Respecting the laws of the market economy, China has been actively improving the policy system for innovation, continuously increasing investment in research and development, accelerating the development of innovators, and strengthening international cooperation on technological innovation in an all-round way. In terms of some key innovation indices, China is already among the world's leading players. As China continues to witness a series of major scientific and technological achievements, its industries are gravitating toward the middle and high end, and the country's international influence is markedly increasing. In 2017, total R&D investment in China reached RMB1.76 trillion, ranking second in the world. The number of patent applications reached 1.382 million, ranking No. 1 in the world for the seventh consecutive year. The number of invention patents granted reached 327,000, up by 8.2 percent year-on-year. China ranks third in the world in terms of valid invention patents held.
China has always pursued international technical cooperation with mutual benefit and win-win as the basic value orientation. China's economic development has benefited from international technology transfer and dissemination. International holders of technology have also reaped enormous benefits from this process. China encourages and respects voluntary technical cooperation between Chinese and foreign firms based on market principles. It strongly opposes forced technology transfer and takes resolute action against intellectual property infringement. Accusations against China of forced technology transfer are baseless and untenable.

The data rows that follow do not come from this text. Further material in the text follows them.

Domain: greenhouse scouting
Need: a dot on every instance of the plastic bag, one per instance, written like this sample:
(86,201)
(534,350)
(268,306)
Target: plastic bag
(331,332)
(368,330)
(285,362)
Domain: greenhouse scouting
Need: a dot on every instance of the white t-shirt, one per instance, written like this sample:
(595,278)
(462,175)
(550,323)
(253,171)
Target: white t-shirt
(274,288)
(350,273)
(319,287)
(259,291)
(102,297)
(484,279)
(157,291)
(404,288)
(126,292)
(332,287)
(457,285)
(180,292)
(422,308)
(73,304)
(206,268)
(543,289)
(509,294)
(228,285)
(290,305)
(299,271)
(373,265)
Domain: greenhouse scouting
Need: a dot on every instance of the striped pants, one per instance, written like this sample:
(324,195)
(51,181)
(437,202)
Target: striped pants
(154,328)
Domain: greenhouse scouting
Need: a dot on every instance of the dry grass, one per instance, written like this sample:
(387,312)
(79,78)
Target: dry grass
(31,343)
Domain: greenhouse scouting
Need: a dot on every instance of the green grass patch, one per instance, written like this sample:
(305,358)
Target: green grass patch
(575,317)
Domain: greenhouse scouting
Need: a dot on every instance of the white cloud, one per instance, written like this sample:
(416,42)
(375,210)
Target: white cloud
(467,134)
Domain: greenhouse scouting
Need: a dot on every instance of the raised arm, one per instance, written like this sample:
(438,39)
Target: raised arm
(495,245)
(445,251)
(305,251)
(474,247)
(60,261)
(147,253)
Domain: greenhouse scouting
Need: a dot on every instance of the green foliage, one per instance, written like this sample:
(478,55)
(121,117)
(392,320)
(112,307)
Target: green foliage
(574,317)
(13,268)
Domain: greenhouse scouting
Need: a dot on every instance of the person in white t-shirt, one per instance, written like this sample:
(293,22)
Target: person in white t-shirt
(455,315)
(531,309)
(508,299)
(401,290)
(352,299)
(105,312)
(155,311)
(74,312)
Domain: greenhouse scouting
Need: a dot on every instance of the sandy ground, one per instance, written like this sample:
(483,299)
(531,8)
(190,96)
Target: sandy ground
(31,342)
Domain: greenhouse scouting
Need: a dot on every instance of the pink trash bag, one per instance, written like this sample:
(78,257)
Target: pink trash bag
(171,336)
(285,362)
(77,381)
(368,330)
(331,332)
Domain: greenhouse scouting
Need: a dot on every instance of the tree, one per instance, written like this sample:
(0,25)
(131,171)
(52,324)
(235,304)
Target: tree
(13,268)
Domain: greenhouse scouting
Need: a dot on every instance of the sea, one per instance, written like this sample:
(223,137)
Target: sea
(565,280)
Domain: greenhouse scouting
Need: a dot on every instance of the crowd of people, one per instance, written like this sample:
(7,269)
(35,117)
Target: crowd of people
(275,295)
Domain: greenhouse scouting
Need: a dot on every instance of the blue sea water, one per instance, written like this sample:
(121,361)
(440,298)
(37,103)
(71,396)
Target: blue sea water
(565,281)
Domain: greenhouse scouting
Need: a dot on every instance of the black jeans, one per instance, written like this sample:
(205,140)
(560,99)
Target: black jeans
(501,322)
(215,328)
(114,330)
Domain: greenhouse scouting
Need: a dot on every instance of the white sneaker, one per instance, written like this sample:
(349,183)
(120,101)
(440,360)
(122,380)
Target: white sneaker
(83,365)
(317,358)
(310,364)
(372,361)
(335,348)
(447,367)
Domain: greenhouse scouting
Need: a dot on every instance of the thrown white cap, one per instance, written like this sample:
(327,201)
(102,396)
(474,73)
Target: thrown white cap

Turning a blind eye to the nature of the economic structure and the stage of development in China and the US, as well as the reality of the international industrial division of labor, the US insists that China's "unfair" and "non-reciprocal" trade policies have created a trade deficit in bilateral commercial exchanges that constitutes "being taken advantage of", leading to unilateral imposition of additional tariffs on China. In fact, in today's globalized world, the Chinese and American economies are highly integrated and together constitute an entire industrial chain. The two economies are bound in a union that is mutually beneficial and win-win in nature. Equating a trade deficit to being taken advantage of is an error. The restrictive measures the US has imposed on China are not good for China or the US, and still worse for the rest of the world.